Нина Васильевна, видно, давно искала, с кем поделиться наболевшим, потому что второй раз ее просить не пришлось. Итак, в субботу в приемный покой доставили Никитина с товарищем после ДТП. Нечаянно заполучив столь именитых пациентов (фронтовой друг Степана Андреевича занимал какую-то крупную партийную должность в Минске), больница встала на уши. После того, как Ольга Григорьевна оказала пострадавшим всю необходимую помощь, из дома прискакали главврач с начмедом и стали водить хороводы вокруг великого писателя и его друга. Ситуация была напряженная и требовала взвешенного решения – или оставить высокопоставленных больных у себя и в итоге принимать не только словесную благодарность за блестящее лечение, или отправить в стационар для избранных и остаться с носом, но, с другой стороны, и не отвечать, если вдруг что-то пойдет не так. Колебания были мучительными, но в воскресенье утром Никитин с другом избавили медиков от необходимости принимать решение, отказавшись от стационарного лечения. Никитин вполне мог по состоянию лечиться в поликлинике, а его приятель нуждался в медицинском наблюдении, но очень торопился домой в Минск, где его ждала больная жена, которую нельзя было надолго оставлять одну.

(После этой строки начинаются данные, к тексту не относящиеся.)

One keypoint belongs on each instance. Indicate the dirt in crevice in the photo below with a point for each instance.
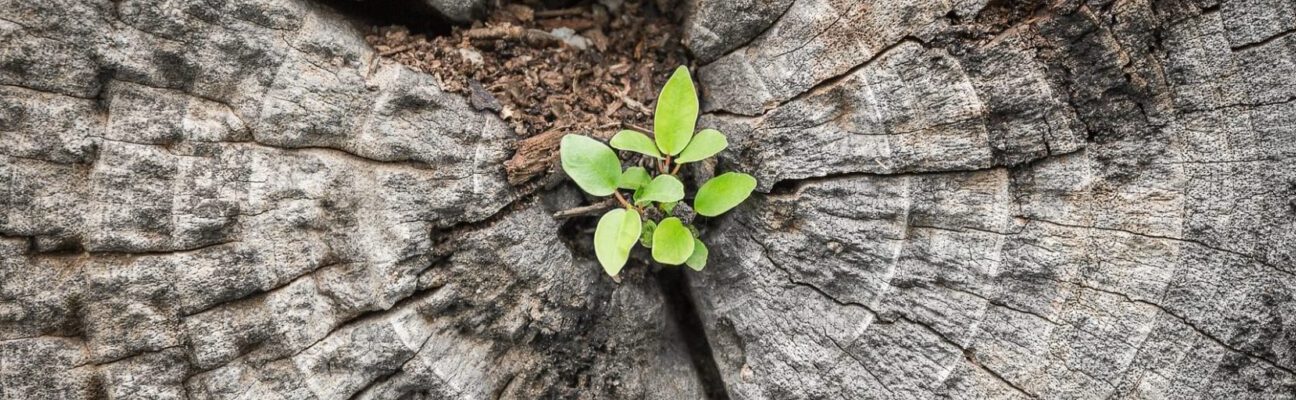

Степан Андреевич обещал, что товарища на служебной машине бережно, как кислое молоко, отвезет его собственный шофер, а лучшие больницы Минска уже застыли в ожидании великого пациента, в итоге главврач с начмедом, кратко обрисовав друзьям возможные ужасные перспективы отказа от лечения, дали им рекомендации и отпустили восвояси, мысленно перекрестившись и вспомнив про бабу и воз.